Жму крепко Вашу руку. Ваш бывший ученик

Ким Пунадинка».


«Здравствуйте, дорогие воспитатели!

Прошу принять мой краснофлотский привет. Даю слово, что буду служить родине, как требует наш великий полководец и учитель товарищ Сталин. Всегда помню то, что Вы, Николай Павлович, говорили нам, когда мы уходили на фронт. Где бы я ни находился, никогда не забуду Вас, своих воспитателей. Я горжусь Вами. Вы поставили меня на светлый путь жизни. Будьте много счастливы.

Ваш ученик ороч

Намунка Софрон».


«Дорогой Николай Павлович.

Недавно читал в газете, что Вас наградили орденом Ленина. Я плакал от радости, уходя в бой. Если не погибну, напишу в Москву, какой Вы человек, пускай вся страна знает. Писать дальше некогда, гремит бой, идем в атаку.

Гвардии пулеметчик ороч

Сеченка Владимир».


«Мои дорогие, милые! Долго не писал, потому что был ранен осколком. Теперь опять жив-здоров. Спешу в родную роту, потому что там без меня скучает моя меткая снайперская винтовка. Не беспокойтесь за меня, в боях давно закалился. Когда есть время, всегда о Вас думаю. До свидания.

Ваш ученик

Филя Быхынька».


Весной 1943 года пришел от Кирилла номер Красноармейской газеты. На первой странице было помещено письмо Ильи Эренбурга к лучшему снайперу дивизии. Как дорогая реликвия, газета хранится в школе под стеклом.

Я прочел письмо и, охваченный волнением, долго смотрел на портрет Кирилла Батума. Мне хотелось запечатлеть в памяти черты этого бесстрашного воина.


Вот что писал И. Эренбург:


«Дорогой товарищ Кирилл Батум!

Я хочу Вас поблагодарить от всей души. Вы сделали большое дело. Вы освободили землю от 38 человеконенавистников.

Сын небольшого, но отважного народа, далеко от украинских степей Вы били пушного зверя. Вы были мирным гражданином мирной страны. Вряд ли Гитлер знает, что живут на свете эвенки. Он плохо разбирается в географии, невежественный и сумасшедший ефрейтор. Для него карта мира — это карта кушаний. Он смотрит, что можно сожрать. Если бы фашистам сказали, что на далеком севере живут эвенки, фашисты, вероятно, решили бы, что эвенки — дикари. Я знаю, товарищ Кирилл Батум, что Вы любите стихи Маяковского. Вы — гражданин просвещенной и свободной страны. Вы били зверя. Теперь, когда фашистские дикари напали на наши города и села, Вы бьете фашистов. Вы были охотником. Вы стали судьей.

Вы знаете искусство снайпера: у Вас спокойствие, которое страшнее гнева. У Вас ясен глаз и тверда рука. Но в сердце Вашем огонь. Вы бьете фашиста не потому, что Вы хороший охотник. Вы бьете фашиста потому, что Вы — друг детей, защитник жизни и покровитель слабых, потому, что Вы, Кирилл Батум, подлинный рыцарь.

Вас благодарят все женщины, все матери России, и с гордостью я, русский писатель, жму Вашу благородную руку. Вы говорите с каждым фашистом только один раз. Вы говорите с ним коротко и ясно. После такого разговора фашист ничего больше не спросит. После такого разговора фашист больше никуда не пойдет. Вы умеете поставить в конце точку: Вы ставите ее пулей.

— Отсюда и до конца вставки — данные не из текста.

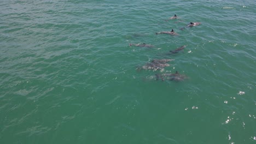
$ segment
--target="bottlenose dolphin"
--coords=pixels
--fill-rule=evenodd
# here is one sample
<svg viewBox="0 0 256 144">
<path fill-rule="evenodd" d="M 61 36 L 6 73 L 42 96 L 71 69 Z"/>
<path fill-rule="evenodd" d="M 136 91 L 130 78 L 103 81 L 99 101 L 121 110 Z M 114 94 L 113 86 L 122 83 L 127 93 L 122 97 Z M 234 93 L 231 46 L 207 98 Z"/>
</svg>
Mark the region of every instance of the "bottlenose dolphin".
<svg viewBox="0 0 256 144">
<path fill-rule="evenodd" d="M 141 68 L 143 69 L 148 69 L 148 70 L 153 70 L 153 71 L 155 71 L 157 70 L 162 70 L 165 67 L 170 66 L 170 65 L 168 63 L 147 63 L 146 65 L 142 66 Z M 138 69 L 139 70 L 139 68 Z"/>
<path fill-rule="evenodd" d="M 156 77 L 156 80 L 161 79 L 162 81 L 164 81 L 165 79 L 167 80 L 178 82 L 188 79 L 186 75 L 180 74 L 178 71 L 176 71 L 174 74 L 155 74 L 155 76 Z"/>
<path fill-rule="evenodd" d="M 170 61 L 174 61 L 173 59 L 154 59 L 151 61 L 152 63 L 166 63 Z"/>
<path fill-rule="evenodd" d="M 153 47 L 154 46 L 152 45 L 148 45 L 145 43 L 143 44 L 129 44 L 129 45 L 130 46 L 139 46 L 139 47 Z"/>
<path fill-rule="evenodd" d="M 188 25 L 187 25 L 187 27 L 195 27 L 201 25 L 201 23 L 200 22 L 190 22 L 189 24 L 188 24 Z"/>
<path fill-rule="evenodd" d="M 178 33 L 176 33 L 174 31 L 173 29 L 172 29 L 172 31 L 171 32 L 159 32 L 159 33 L 155 33 L 155 34 L 158 35 L 158 34 L 168 34 L 170 35 L 178 35 Z"/>
<path fill-rule="evenodd" d="M 153 70 L 155 71 L 157 70 L 162 70 L 165 67 L 170 66 L 170 65 L 167 63 L 168 62 L 173 61 L 172 59 L 153 59 L 150 63 L 147 63 L 145 65 L 137 68 L 137 70 L 146 69 Z"/>
<path fill-rule="evenodd" d="M 185 49 L 185 47 L 186 47 L 187 45 L 183 45 L 183 46 L 182 46 L 174 50 L 172 50 L 172 51 L 170 51 L 170 52 L 172 53 L 178 53 L 179 52 L 181 51 L 183 51 L 184 50 L 184 49 Z"/>
<path fill-rule="evenodd" d="M 178 16 L 177 16 L 176 14 L 174 14 L 174 16 L 172 16 L 171 17 L 169 17 L 167 20 L 165 20 L 165 21 L 168 21 L 168 20 L 172 20 L 172 19 L 178 19 Z"/>
</svg>

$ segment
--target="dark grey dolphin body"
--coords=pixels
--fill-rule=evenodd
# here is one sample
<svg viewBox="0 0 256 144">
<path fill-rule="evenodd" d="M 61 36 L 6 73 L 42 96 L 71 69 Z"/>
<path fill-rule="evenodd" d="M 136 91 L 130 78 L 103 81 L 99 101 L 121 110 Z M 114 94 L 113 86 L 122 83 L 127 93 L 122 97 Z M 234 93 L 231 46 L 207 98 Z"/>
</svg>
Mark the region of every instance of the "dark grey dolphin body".
<svg viewBox="0 0 256 144">
<path fill-rule="evenodd" d="M 149 47 L 149 48 L 154 47 L 154 45 L 148 45 L 148 44 L 146 44 L 145 43 L 138 44 L 130 44 L 129 45 L 130 46 L 138 46 L 138 47 Z"/>
<path fill-rule="evenodd" d="M 150 63 L 147 63 L 145 65 L 137 68 L 137 70 L 153 70 L 155 71 L 157 70 L 162 70 L 164 68 L 168 67 L 170 65 L 167 63 L 168 62 L 173 61 L 172 59 L 153 59 Z"/>
<path fill-rule="evenodd" d="M 172 16 L 172 17 L 169 17 L 167 20 L 165 20 L 165 21 L 168 21 L 170 20 L 173 20 L 173 19 L 178 19 L 178 16 L 177 16 L 176 14 L 174 14 L 174 15 L 173 16 Z"/>
<path fill-rule="evenodd" d="M 159 33 L 155 33 L 155 34 L 156 35 L 159 34 L 167 34 L 173 35 L 178 35 L 178 33 L 176 33 L 173 31 L 173 29 L 172 29 L 172 31 L 171 32 L 159 32 Z"/>
<path fill-rule="evenodd" d="M 164 81 L 165 79 L 176 82 L 183 81 L 184 79 L 188 79 L 188 77 L 185 75 L 182 75 L 176 71 L 174 74 L 155 74 L 156 77 L 156 80 L 161 79 L 162 81 Z"/>
<path fill-rule="evenodd" d="M 183 51 L 184 49 L 185 49 L 185 47 L 186 47 L 187 45 L 183 45 L 183 46 L 182 46 L 173 51 L 170 51 L 170 52 L 172 53 L 177 53 L 178 52 L 179 52 L 180 51 Z"/>
<path fill-rule="evenodd" d="M 152 63 L 166 63 L 170 61 L 174 61 L 173 59 L 154 59 L 151 61 Z"/>
<path fill-rule="evenodd" d="M 195 26 L 197 26 L 200 25 L 201 25 L 201 22 L 190 22 L 189 24 L 188 24 L 188 25 L 187 25 L 187 27 L 195 27 Z"/>
</svg>

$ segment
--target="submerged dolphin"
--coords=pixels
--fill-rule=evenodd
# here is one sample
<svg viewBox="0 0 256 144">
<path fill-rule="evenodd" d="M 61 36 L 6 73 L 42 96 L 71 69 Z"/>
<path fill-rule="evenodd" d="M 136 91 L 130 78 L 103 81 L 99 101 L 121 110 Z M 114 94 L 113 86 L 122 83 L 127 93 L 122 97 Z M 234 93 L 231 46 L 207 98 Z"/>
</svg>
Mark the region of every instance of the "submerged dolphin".
<svg viewBox="0 0 256 144">
<path fill-rule="evenodd" d="M 172 50 L 172 51 L 170 51 L 170 52 L 172 53 L 177 53 L 178 52 L 179 52 L 180 51 L 183 51 L 184 50 L 184 49 L 185 49 L 185 47 L 186 47 L 187 45 L 183 45 L 183 46 L 182 46 L 174 50 Z"/>
<path fill-rule="evenodd" d="M 178 18 L 178 16 L 177 16 L 176 14 L 174 14 L 174 16 L 169 17 L 167 20 L 166 20 L 165 21 L 167 21 L 170 20 L 177 19 Z"/>
<path fill-rule="evenodd" d="M 157 70 L 162 70 L 165 67 L 170 66 L 170 65 L 168 63 L 148 63 L 146 65 L 142 66 L 141 68 L 143 69 L 153 70 L 155 71 Z"/>
<path fill-rule="evenodd" d="M 150 63 L 147 63 L 145 65 L 143 65 L 142 67 L 138 67 L 137 69 L 138 70 L 141 69 L 153 70 L 153 71 L 157 70 L 163 70 L 165 67 L 170 65 L 167 63 L 173 60 L 174 59 L 154 59 L 152 60 Z"/>
<path fill-rule="evenodd" d="M 151 61 L 152 63 L 166 63 L 170 61 L 174 61 L 173 59 L 154 59 Z"/>
<path fill-rule="evenodd" d="M 172 31 L 171 32 L 159 32 L 159 33 L 155 33 L 155 34 L 158 35 L 158 34 L 167 34 L 170 35 L 178 35 L 178 33 L 176 33 L 174 31 L 173 29 L 172 29 Z"/>
<path fill-rule="evenodd" d="M 148 45 L 145 43 L 143 44 L 130 44 L 129 45 L 130 46 L 139 46 L 139 47 L 153 47 L 154 46 L 152 45 Z"/>
<path fill-rule="evenodd" d="M 187 27 L 195 27 L 201 25 L 201 23 L 200 22 L 190 22 L 189 24 L 188 24 L 188 25 L 187 25 Z"/>
<path fill-rule="evenodd" d="M 188 77 L 185 75 L 182 75 L 176 71 L 174 74 L 155 74 L 156 77 L 156 80 L 161 79 L 162 81 L 164 81 L 165 79 L 170 80 L 174 81 L 176 82 L 183 81 L 184 79 L 188 79 Z"/>
</svg>

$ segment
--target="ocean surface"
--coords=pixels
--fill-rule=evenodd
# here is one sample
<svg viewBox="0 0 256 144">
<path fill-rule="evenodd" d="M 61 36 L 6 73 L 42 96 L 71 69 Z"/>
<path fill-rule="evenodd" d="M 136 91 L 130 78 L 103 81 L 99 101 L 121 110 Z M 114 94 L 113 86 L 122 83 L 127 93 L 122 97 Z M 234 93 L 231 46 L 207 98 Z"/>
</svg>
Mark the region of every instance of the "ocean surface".
<svg viewBox="0 0 256 144">
<path fill-rule="evenodd" d="M 256 143 L 254 0 L 2 0 L 0 20 L 1 144 Z"/>
</svg>

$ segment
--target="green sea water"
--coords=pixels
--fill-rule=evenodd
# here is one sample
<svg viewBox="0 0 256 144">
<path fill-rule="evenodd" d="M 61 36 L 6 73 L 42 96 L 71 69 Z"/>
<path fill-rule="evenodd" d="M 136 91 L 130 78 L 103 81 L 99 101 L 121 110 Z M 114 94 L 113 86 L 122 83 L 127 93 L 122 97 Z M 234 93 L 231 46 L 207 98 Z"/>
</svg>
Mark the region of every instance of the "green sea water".
<svg viewBox="0 0 256 144">
<path fill-rule="evenodd" d="M 0 143 L 255 143 L 255 14 L 253 0 L 1 1 Z M 188 79 L 156 80 L 176 71 Z"/>
</svg>

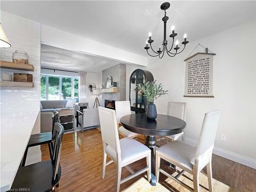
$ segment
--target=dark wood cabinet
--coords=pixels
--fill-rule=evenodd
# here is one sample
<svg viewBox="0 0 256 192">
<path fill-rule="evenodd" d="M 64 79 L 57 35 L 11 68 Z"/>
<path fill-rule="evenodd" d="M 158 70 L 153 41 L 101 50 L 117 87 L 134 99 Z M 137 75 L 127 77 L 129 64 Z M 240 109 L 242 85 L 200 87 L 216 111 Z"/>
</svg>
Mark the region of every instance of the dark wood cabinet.
<svg viewBox="0 0 256 192">
<path fill-rule="evenodd" d="M 138 84 L 154 80 L 152 74 L 148 71 L 136 69 L 130 78 L 130 101 L 131 110 L 136 112 L 145 113 L 146 112 L 147 100 L 141 91 L 139 91 L 137 86 Z"/>
</svg>

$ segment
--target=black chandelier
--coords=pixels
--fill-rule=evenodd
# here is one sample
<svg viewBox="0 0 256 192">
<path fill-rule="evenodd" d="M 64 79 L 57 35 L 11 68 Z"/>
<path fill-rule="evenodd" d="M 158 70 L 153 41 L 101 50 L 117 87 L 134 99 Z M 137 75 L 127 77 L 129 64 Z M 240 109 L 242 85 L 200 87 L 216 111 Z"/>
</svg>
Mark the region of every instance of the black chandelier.
<svg viewBox="0 0 256 192">
<path fill-rule="evenodd" d="M 169 50 L 168 49 L 167 47 L 167 40 L 166 40 L 166 22 L 169 19 L 169 17 L 166 16 L 166 9 L 168 9 L 169 7 L 170 7 L 170 4 L 168 2 L 164 3 L 161 5 L 160 7 L 161 9 L 162 9 L 162 10 L 164 10 L 164 16 L 162 18 L 162 20 L 163 22 L 163 41 L 162 43 L 162 48 L 161 44 L 160 44 L 159 49 L 158 50 L 158 51 L 155 51 L 154 50 L 153 48 L 152 48 L 152 46 L 151 46 L 151 44 L 154 42 L 154 40 L 151 38 L 151 32 L 150 32 L 148 33 L 150 39 L 146 39 L 146 47 L 145 47 L 144 49 L 146 50 L 146 52 L 147 53 L 147 54 L 152 57 L 157 57 L 158 56 L 161 59 L 163 57 L 165 52 L 166 52 L 168 55 L 169 55 L 170 57 L 174 57 L 177 54 L 181 53 L 185 49 L 186 45 L 188 43 L 188 41 L 187 40 L 187 34 L 185 33 L 183 36 L 184 41 L 182 42 L 182 44 L 184 45 L 183 49 L 181 51 L 178 52 L 178 50 L 180 49 L 180 47 L 179 47 L 179 40 L 177 39 L 175 42 L 176 47 L 173 49 L 175 50 L 174 53 L 171 52 L 172 49 L 174 47 L 174 37 L 175 37 L 177 35 L 177 34 L 175 33 L 174 32 L 174 26 L 172 25 L 170 28 L 172 32 L 170 35 L 170 37 L 173 38 L 173 43 L 172 44 L 170 49 Z M 148 44 L 150 44 L 150 47 L 148 46 Z M 153 52 L 156 54 L 156 55 L 151 55 L 148 53 L 148 49 L 150 49 L 150 48 L 151 48 Z"/>
</svg>

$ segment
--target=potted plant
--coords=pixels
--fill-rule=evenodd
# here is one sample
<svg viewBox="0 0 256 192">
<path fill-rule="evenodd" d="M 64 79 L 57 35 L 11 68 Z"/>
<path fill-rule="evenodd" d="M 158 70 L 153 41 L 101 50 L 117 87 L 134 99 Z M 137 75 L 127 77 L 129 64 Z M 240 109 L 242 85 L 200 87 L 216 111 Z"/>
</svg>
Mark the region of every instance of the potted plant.
<svg viewBox="0 0 256 192">
<path fill-rule="evenodd" d="M 162 95 L 167 95 L 168 91 L 163 90 L 162 83 L 157 83 L 156 80 L 153 81 L 146 81 L 139 84 L 137 87 L 142 92 L 150 102 L 147 105 L 146 116 L 150 119 L 155 119 L 157 117 L 157 109 L 154 104 L 154 100 Z"/>
</svg>

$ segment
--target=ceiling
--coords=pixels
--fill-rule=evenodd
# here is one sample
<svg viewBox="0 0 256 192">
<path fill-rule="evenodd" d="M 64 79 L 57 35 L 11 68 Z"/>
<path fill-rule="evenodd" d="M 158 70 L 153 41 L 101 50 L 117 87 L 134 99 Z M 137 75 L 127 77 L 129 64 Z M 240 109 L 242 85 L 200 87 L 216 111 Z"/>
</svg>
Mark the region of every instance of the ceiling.
<svg viewBox="0 0 256 192">
<path fill-rule="evenodd" d="M 162 40 L 163 1 L 5 1 L 1 9 L 143 56 L 149 31 L 156 48 Z M 167 10 L 178 38 L 191 41 L 256 17 L 254 1 L 172 1 Z M 153 46 L 154 47 L 154 46 Z"/>
<path fill-rule="evenodd" d="M 41 45 L 42 68 L 100 73 L 119 63 L 120 62 L 105 58 Z"/>
</svg>

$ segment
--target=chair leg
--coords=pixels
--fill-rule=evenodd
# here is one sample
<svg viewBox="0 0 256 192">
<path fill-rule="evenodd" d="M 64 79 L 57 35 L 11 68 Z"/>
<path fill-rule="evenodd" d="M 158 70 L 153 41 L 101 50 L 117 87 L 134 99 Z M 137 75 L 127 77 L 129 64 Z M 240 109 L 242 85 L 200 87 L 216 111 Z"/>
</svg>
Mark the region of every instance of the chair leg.
<svg viewBox="0 0 256 192">
<path fill-rule="evenodd" d="M 119 192 L 120 185 L 121 184 L 121 174 L 122 173 L 122 167 L 120 163 L 116 164 L 116 192 Z"/>
<path fill-rule="evenodd" d="M 50 158 L 51 159 L 52 159 L 52 146 L 51 145 L 50 143 L 48 143 L 48 148 L 49 148 L 49 153 L 50 154 Z"/>
<path fill-rule="evenodd" d="M 194 192 L 199 191 L 199 174 L 197 167 L 193 168 L 193 183 Z"/>
<path fill-rule="evenodd" d="M 103 161 L 102 161 L 102 179 L 105 178 L 105 172 L 106 170 L 106 154 L 105 152 L 103 152 Z"/>
<path fill-rule="evenodd" d="M 25 152 L 24 153 L 24 155 L 23 156 L 23 158 L 22 159 L 22 167 L 25 166 L 26 159 L 27 159 L 27 155 L 28 155 L 28 151 L 29 150 L 29 147 L 27 146 L 26 148 Z"/>
<path fill-rule="evenodd" d="M 156 182 L 159 180 L 159 169 L 161 158 L 158 153 L 156 154 Z"/>
<path fill-rule="evenodd" d="M 212 188 L 212 173 L 211 170 L 211 161 L 206 165 L 206 169 L 207 172 L 208 177 L 208 185 L 209 186 L 209 191 L 212 192 L 214 189 Z"/>
<path fill-rule="evenodd" d="M 147 180 L 150 182 L 151 179 L 151 152 L 148 153 L 146 157 L 146 166 L 148 167 L 147 170 Z"/>
</svg>

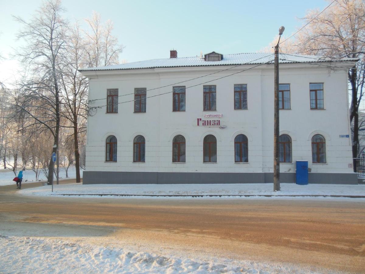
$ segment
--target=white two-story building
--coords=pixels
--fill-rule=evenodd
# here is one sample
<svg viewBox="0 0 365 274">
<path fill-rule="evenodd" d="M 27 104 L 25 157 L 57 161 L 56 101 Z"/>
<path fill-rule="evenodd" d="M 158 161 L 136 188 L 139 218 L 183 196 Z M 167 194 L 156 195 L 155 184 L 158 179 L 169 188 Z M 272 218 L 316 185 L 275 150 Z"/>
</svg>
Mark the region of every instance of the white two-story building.
<svg viewBox="0 0 365 274">
<path fill-rule="evenodd" d="M 272 182 L 273 54 L 170 53 L 80 70 L 84 183 Z M 356 60 L 319 58 L 279 57 L 280 182 L 295 182 L 305 160 L 310 183 L 357 183 L 347 81 Z"/>
</svg>

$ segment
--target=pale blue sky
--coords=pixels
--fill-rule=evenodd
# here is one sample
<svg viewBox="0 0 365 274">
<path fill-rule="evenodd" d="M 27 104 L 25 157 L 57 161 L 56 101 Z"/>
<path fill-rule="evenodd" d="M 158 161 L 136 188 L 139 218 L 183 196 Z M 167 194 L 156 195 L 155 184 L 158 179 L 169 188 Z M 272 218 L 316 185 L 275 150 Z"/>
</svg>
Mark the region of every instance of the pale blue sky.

Я желаю Вам боевого счастья. Я желаю Вам покарать последнего фашиста. В тот изумительный час, когда над нашей измученной землей встанет солнце Победы.

Илья Эренбург».


В этом письме была не только благодарность отличному снайперу украинского фронта, но и не меньшая благодарность русскому учителю, воспитавшему на дальнем Севере, в глухих предгорьях Сихотэ-Алиня, поколение советских воинов, горячих патриотов родины.

Письмо И. Эренбурга Кириллу Батуму явилось еще одной наградой, полученной в эти дни Николаем Павловичем.

Радость в доме учителя вскоре сменилась печалью.

Поздним вечером, когда все уже собирались ложиться спать, кто-то тихо постучал в окно и вызвал на улицу Николая Павловича. Он удивился, кто бы это мог быть в такой час, а когда отпер дверь, увидал перед собою старого Батума с бледным лицом и с трясущимся подбородком.

— Зайдите, Николай Петрович, — пригласил он старого охотника.

Батум протянул ему распечатанный конверт.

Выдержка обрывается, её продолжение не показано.